16th Monday at noon, reached Thunderbolt and a curious looking place it is. We have hauled in along side the bank where we are to discharge 600 bales of hay and then Sam has orders to report to Savannah. The bank and as far as you can see around is filled with soldiers, their arms stacked, and camp fires burning. A number of them have been detailed to help take out the hay upon which they are about commencing. They are constantly embarking for Beaufort in steamers but it takes a long time to move so many men. ¹ This must have been a pretty place before the war but it’s desolating effects show here as everywhere. I am glad that we are not to remain long as it would not be at all desirable. The soldiers are mostly Western men & a ship is quite a curiosity to them. The poor fellows are anxious to buy apples, can peaches, crackers, & all such niceties. Unfortunately we have none & dispose of only enough for our own use.
Has Josephine got over her cold & cough? And how is Aunt Johnson? I should like much to hear. Is Mrs. Allen still with Mary and has she been over to see you yet? Does Georgie receive her “Young Folks” and does she like it? Does Mary Lou come to see you often? I hope she does as well as all the rest of the girls. She & Lilly will soon be thinking of their Spring Term, I suppose. And where is May Hall going? Give much love to Lydia, Mrs. Hall, Margaret, Mary C., & don’t forget Miss Parlin nor any of the good people. Do you hear often from the Philadelphians?
I shall write again from Savannah hoping in the mean time to hear from you.

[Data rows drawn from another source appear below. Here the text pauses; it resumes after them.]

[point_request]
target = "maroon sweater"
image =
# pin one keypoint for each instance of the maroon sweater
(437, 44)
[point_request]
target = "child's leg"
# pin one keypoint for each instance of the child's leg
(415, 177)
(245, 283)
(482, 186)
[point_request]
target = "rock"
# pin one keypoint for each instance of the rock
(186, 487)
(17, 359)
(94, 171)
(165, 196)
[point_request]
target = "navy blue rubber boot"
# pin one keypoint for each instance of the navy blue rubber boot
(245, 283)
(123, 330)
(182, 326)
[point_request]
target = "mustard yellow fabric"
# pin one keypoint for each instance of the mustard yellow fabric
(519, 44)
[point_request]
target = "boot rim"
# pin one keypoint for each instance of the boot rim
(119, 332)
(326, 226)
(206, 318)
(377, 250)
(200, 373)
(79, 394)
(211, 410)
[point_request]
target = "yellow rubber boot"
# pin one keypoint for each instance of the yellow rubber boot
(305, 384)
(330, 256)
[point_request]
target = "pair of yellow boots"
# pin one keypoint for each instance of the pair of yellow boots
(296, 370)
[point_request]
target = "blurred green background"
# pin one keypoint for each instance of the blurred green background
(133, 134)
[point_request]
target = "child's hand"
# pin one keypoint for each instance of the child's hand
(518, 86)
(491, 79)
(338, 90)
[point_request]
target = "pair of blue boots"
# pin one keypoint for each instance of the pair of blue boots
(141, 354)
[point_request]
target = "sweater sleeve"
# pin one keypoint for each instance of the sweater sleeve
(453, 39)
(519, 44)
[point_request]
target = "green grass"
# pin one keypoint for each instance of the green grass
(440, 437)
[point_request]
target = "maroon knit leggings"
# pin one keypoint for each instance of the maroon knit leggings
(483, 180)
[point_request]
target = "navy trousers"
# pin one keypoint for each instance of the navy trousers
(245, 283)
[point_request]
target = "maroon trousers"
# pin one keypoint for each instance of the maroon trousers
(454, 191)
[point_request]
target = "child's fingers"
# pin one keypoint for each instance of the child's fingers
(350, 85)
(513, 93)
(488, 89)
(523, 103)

Not a word of war news or any other do we hear. Hoping you & Martha & Uncle William are all well & getting along nicely. I will say goodbye. Sam sends love to you all. From your affectionate coz, — Sallie
¹ As Sherman turned toward the Carolinas, he had the 15th and 17th Army Corps under General O. O. Howard transported to Beaufort, South Carolina, by vessels that departed from Thunderbolt. Although Beaufort was fewer than forty miles north of Savannah by land, the lack of shallow-draft steamers meant that it took more than a week to transport the 17th Army Corps. Many of these western soldiers had never traveled on the ocean, and many endured sea-sickness on the short voyage. Meanwhile, General Judson Kilpatrick’s cavalry, followed by the 20th and 14th Corps crossed the Savannah River into South Carolina. Sherman himself left Savannah by steamer on January 21, stopped briefly at Hilton Head, then journeyed on to Beaufort, arriving there on January 23. Two days later, he rejoined his army at Pocotaligo, South Carolina, and remained there until the first of February, when Sherman’s army of 60,000 men began their march north.